Con la inequívoca sensación de que algo iba mal -y el repentino y culpable temor de que alguna desgracia fatal hubiera ocurrido por haber dejado al hombre allí y no haber hecho que enviaran a alguien a vigilar o a corregir lo que hiciera- descendí el sendero excavado en la roca a toda la velocidad de la que fui capaz.

-¿Qué pasa? -pregunté a los hombres.

-Ha muerto un guardavía esta mañana, señor.

-¿No sería el que trabajaba en esa caseta?

-Sí, señor.

-¿No el que yo conozco?

-Lo reconocerá si le conocía, señor -dijo el hombre que llevaba la voz cantante, descubriéndose solemnemente y levantando la punta de la lona-, porque el rostro está bastante entero.

-Pero ¿cómo ocurrió? ¿cómo ocurrió? -pregunté, volviéndome de uno a otro mientras la lona bajaba de nuevo.
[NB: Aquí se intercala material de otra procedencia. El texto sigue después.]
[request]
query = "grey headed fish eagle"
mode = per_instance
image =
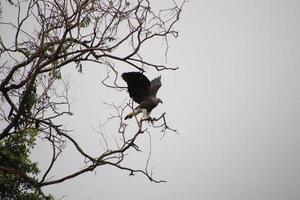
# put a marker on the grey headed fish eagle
(142, 91)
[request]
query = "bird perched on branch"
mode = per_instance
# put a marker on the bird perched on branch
(143, 92)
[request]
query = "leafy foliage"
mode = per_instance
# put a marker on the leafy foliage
(14, 155)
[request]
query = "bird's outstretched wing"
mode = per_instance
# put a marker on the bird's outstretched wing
(138, 85)
(155, 84)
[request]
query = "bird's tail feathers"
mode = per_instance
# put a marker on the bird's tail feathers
(134, 113)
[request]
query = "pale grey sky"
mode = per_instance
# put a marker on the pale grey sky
(235, 101)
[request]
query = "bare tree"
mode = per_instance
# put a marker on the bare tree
(49, 35)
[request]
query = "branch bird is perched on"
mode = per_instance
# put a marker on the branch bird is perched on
(143, 92)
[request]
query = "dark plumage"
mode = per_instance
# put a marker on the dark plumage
(143, 92)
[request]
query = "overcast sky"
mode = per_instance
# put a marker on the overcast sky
(235, 101)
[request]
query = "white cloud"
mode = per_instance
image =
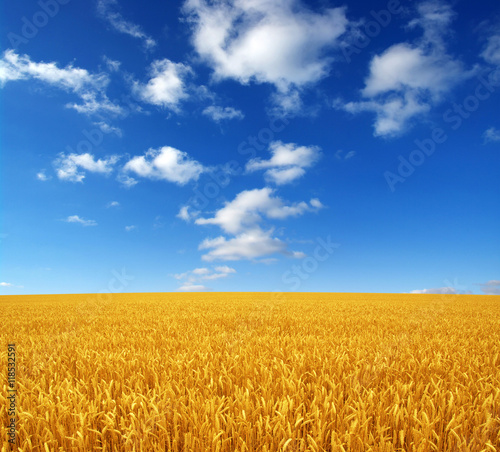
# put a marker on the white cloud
(120, 24)
(339, 155)
(166, 163)
(287, 162)
(166, 86)
(69, 167)
(107, 128)
(406, 80)
(280, 42)
(193, 288)
(250, 244)
(89, 87)
(219, 113)
(491, 135)
(112, 65)
(186, 214)
(491, 287)
(126, 180)
(242, 217)
(440, 290)
(82, 221)
(246, 210)
(194, 277)
(42, 176)
(491, 52)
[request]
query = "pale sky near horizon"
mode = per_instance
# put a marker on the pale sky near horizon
(250, 145)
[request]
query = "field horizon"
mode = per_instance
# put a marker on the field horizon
(254, 372)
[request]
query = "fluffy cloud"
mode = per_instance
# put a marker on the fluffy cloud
(166, 163)
(82, 221)
(41, 175)
(280, 42)
(69, 167)
(247, 245)
(219, 113)
(166, 86)
(191, 280)
(193, 288)
(246, 210)
(187, 214)
(491, 135)
(287, 162)
(491, 287)
(89, 87)
(120, 24)
(242, 217)
(491, 53)
(406, 80)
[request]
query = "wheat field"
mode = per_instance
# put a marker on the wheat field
(253, 372)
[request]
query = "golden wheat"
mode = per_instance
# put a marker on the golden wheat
(254, 372)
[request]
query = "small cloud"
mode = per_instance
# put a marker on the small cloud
(43, 176)
(126, 180)
(106, 128)
(491, 287)
(167, 84)
(112, 65)
(166, 163)
(220, 113)
(107, 10)
(287, 162)
(158, 223)
(82, 221)
(71, 167)
(491, 135)
(186, 214)
(194, 278)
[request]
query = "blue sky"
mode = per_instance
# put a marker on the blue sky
(250, 145)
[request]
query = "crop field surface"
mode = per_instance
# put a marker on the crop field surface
(253, 372)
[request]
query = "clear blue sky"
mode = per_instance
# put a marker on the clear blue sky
(250, 145)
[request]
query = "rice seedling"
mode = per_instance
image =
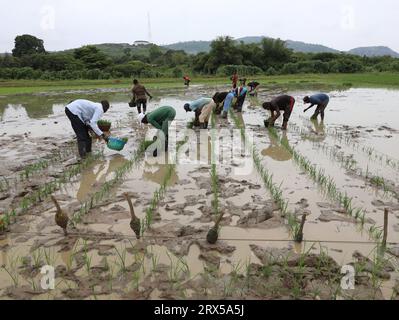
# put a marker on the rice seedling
(37, 257)
(119, 175)
(47, 189)
(160, 192)
(12, 269)
(370, 152)
(50, 256)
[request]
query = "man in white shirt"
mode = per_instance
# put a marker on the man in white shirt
(83, 115)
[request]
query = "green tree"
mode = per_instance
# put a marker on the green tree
(275, 53)
(27, 44)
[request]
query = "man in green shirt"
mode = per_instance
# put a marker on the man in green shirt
(160, 119)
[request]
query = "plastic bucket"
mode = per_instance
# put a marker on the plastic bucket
(116, 144)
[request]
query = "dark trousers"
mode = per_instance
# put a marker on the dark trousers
(142, 103)
(82, 134)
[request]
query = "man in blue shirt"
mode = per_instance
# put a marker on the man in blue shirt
(84, 114)
(320, 100)
(241, 95)
(228, 102)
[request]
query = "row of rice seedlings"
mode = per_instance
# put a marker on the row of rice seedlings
(326, 183)
(214, 175)
(105, 189)
(160, 192)
(275, 190)
(45, 191)
(350, 164)
(370, 152)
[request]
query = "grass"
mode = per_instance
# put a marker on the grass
(275, 190)
(372, 80)
(37, 167)
(370, 152)
(44, 192)
(105, 189)
(160, 192)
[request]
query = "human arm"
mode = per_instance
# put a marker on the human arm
(147, 93)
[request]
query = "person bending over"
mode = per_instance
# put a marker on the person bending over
(281, 103)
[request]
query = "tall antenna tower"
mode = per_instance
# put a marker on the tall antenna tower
(149, 28)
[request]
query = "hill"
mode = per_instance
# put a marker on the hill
(374, 52)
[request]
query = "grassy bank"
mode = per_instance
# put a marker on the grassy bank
(374, 80)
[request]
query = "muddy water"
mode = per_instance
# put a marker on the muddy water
(177, 236)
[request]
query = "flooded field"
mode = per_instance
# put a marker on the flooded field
(342, 175)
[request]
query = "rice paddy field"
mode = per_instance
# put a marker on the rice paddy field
(293, 209)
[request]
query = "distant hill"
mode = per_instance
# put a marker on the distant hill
(116, 50)
(191, 47)
(374, 52)
(297, 46)
(194, 47)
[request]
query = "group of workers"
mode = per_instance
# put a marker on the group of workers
(84, 114)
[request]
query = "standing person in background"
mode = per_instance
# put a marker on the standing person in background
(234, 79)
(140, 96)
(241, 95)
(160, 119)
(281, 103)
(187, 81)
(320, 100)
(84, 114)
(228, 102)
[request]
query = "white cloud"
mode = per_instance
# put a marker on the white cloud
(63, 24)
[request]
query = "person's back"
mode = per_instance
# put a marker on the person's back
(282, 101)
(199, 103)
(319, 98)
(140, 92)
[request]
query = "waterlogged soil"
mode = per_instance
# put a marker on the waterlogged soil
(255, 257)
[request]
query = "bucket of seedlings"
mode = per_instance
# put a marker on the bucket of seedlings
(104, 125)
(117, 144)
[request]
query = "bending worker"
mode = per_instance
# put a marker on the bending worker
(197, 106)
(85, 114)
(160, 119)
(320, 100)
(281, 103)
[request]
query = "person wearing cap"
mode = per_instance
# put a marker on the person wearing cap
(140, 94)
(320, 100)
(84, 115)
(241, 94)
(207, 110)
(253, 88)
(281, 103)
(160, 119)
(197, 106)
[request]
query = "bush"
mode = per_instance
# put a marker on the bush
(241, 69)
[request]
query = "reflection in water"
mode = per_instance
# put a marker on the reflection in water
(96, 175)
(157, 173)
(276, 151)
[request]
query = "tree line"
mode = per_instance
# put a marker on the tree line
(30, 60)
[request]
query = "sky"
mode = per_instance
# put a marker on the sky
(66, 24)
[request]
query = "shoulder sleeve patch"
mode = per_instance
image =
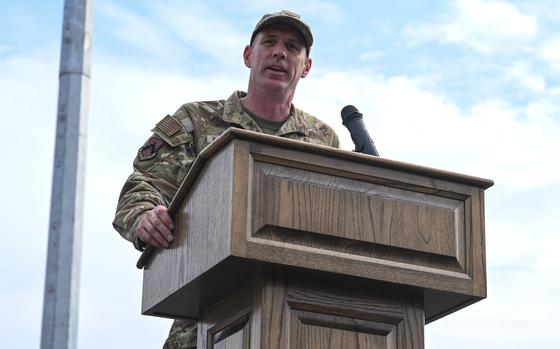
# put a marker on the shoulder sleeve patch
(149, 149)
(169, 125)
(187, 122)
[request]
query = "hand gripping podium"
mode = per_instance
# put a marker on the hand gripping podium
(285, 244)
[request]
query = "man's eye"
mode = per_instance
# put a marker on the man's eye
(292, 47)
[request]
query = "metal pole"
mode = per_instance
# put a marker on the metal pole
(60, 305)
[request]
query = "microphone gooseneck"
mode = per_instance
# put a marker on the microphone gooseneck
(353, 120)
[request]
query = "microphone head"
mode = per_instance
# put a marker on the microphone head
(349, 113)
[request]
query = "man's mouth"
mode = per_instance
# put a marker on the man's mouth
(276, 69)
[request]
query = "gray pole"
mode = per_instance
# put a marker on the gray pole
(60, 305)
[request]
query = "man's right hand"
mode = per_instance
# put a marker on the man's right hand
(156, 227)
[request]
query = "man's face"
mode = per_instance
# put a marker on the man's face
(277, 58)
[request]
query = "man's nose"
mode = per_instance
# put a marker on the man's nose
(279, 52)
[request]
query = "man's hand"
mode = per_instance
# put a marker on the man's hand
(156, 227)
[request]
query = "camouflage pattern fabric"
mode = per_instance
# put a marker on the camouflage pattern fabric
(164, 160)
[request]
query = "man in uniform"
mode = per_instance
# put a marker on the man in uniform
(277, 56)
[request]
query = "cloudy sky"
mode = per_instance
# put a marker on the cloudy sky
(469, 86)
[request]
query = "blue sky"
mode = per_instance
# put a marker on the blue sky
(470, 86)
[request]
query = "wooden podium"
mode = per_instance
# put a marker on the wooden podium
(285, 244)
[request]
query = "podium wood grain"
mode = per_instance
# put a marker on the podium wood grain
(255, 207)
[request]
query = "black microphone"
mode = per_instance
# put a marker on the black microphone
(353, 120)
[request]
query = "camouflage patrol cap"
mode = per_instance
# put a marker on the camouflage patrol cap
(286, 17)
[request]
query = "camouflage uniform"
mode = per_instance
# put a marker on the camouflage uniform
(162, 164)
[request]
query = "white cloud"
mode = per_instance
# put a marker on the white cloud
(482, 25)
(408, 122)
(550, 52)
(205, 29)
(135, 30)
(525, 76)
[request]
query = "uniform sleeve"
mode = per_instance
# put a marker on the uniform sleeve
(159, 169)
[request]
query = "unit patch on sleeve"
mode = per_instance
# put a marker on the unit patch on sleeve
(149, 150)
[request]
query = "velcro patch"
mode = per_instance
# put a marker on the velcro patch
(149, 150)
(169, 125)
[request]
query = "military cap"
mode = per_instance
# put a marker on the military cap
(286, 17)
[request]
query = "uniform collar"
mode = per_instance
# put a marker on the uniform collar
(234, 114)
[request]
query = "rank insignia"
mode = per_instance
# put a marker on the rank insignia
(149, 150)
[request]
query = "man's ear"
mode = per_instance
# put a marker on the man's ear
(247, 52)
(307, 67)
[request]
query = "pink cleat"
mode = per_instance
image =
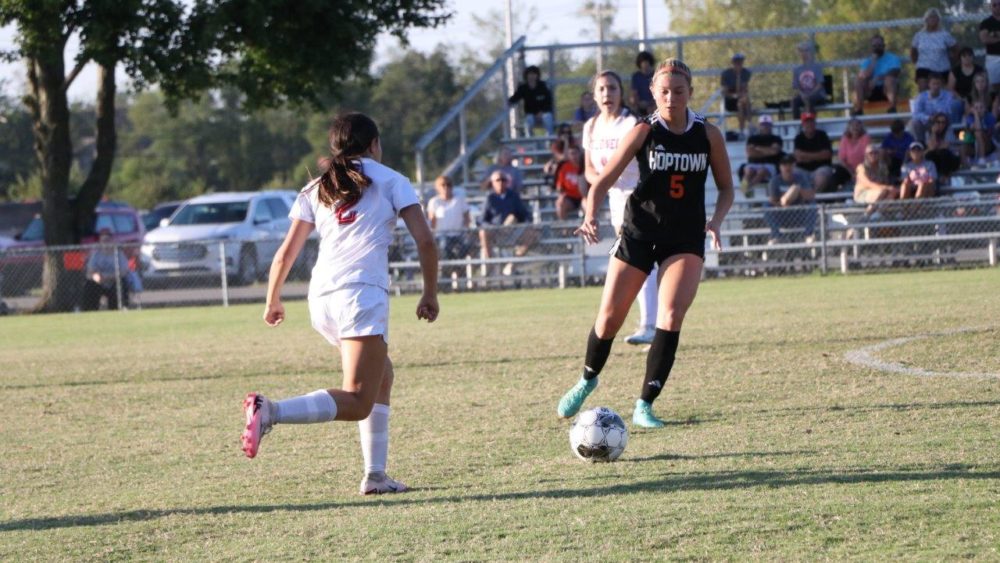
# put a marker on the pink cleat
(380, 483)
(258, 410)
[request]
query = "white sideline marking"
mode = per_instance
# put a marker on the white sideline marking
(865, 357)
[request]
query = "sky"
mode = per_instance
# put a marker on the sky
(555, 17)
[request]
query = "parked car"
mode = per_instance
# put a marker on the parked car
(247, 226)
(154, 217)
(21, 263)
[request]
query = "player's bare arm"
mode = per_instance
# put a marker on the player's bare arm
(625, 152)
(295, 239)
(427, 307)
(723, 173)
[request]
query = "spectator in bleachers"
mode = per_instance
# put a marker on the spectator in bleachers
(449, 218)
(980, 92)
(896, 145)
(570, 183)
(537, 98)
(919, 175)
(979, 127)
(878, 79)
(564, 140)
(735, 82)
(641, 97)
(854, 141)
(933, 100)
(814, 155)
(872, 183)
(932, 49)
(504, 162)
(586, 109)
(939, 150)
(790, 187)
(503, 207)
(763, 153)
(807, 82)
(989, 34)
(961, 76)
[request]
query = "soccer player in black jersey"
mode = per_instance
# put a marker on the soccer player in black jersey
(664, 224)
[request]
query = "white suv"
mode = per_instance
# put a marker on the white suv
(249, 226)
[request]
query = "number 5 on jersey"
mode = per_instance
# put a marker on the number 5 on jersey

-Lo arrolló la máquina, señor. No había nadie en Inglaterra que conociese su trabajo mejor que él. Pero por algún motivo estaba dentro de los raíles. Fue en pleno día. Había encendido la luz y tenía el farol en la mano. Cuando la máquina salió del túnel estaba vuelto de espaldas y le arrolló. Ese hombre la conducía y nos estaba contando cómo ocurrió. Cuéntaselo al caballero, Tom.

El hombre, que vestía un burdo traje oscuro, regresó al lugar que ocupara anteriormente en la boca del túnel:

-Al dar la vuelta a la curva del túnel, señor -dijo-, lo vi al fondo, como si lo viera por un catalejo. No había tiempo para reducir la velocidad y sabía que él era muy cuidadoso. Como no pareció que hiciera caso del silbato, lo dejé de tocar cuando nos echábamos encima de él y lo llamé tan alto como pude.

-¿Qué dijo usted?

-¡Eh, oiga! ¡Ahí abajo! ¡Cuidado! ¡Cuidado! ¡Por Dios santo, apártese de la vía!

Me sobresalté.

-Oh, fue horroroso, señor. No dejé de llamarle ni un segundo. Me puse el brazo delante de los ojos para no verlo y le hice señales con el brazo hasta el último momento; pero no sirvió de nada.

Sin ánimo de prolongar mi relato para ahondar en alguna de las curiosas circunstancias que lo rodean, quiero no obstante, para terminar, señalar la coincidencia de que la advertencia del conductor no sólo incluía las palabras que el desafortunado guardavía me había dicho que lo atormentaban, sino también las palabras con las que yo mismo -no él- había acompañado -y tan sólo en mi mente- los gestos que él había representado.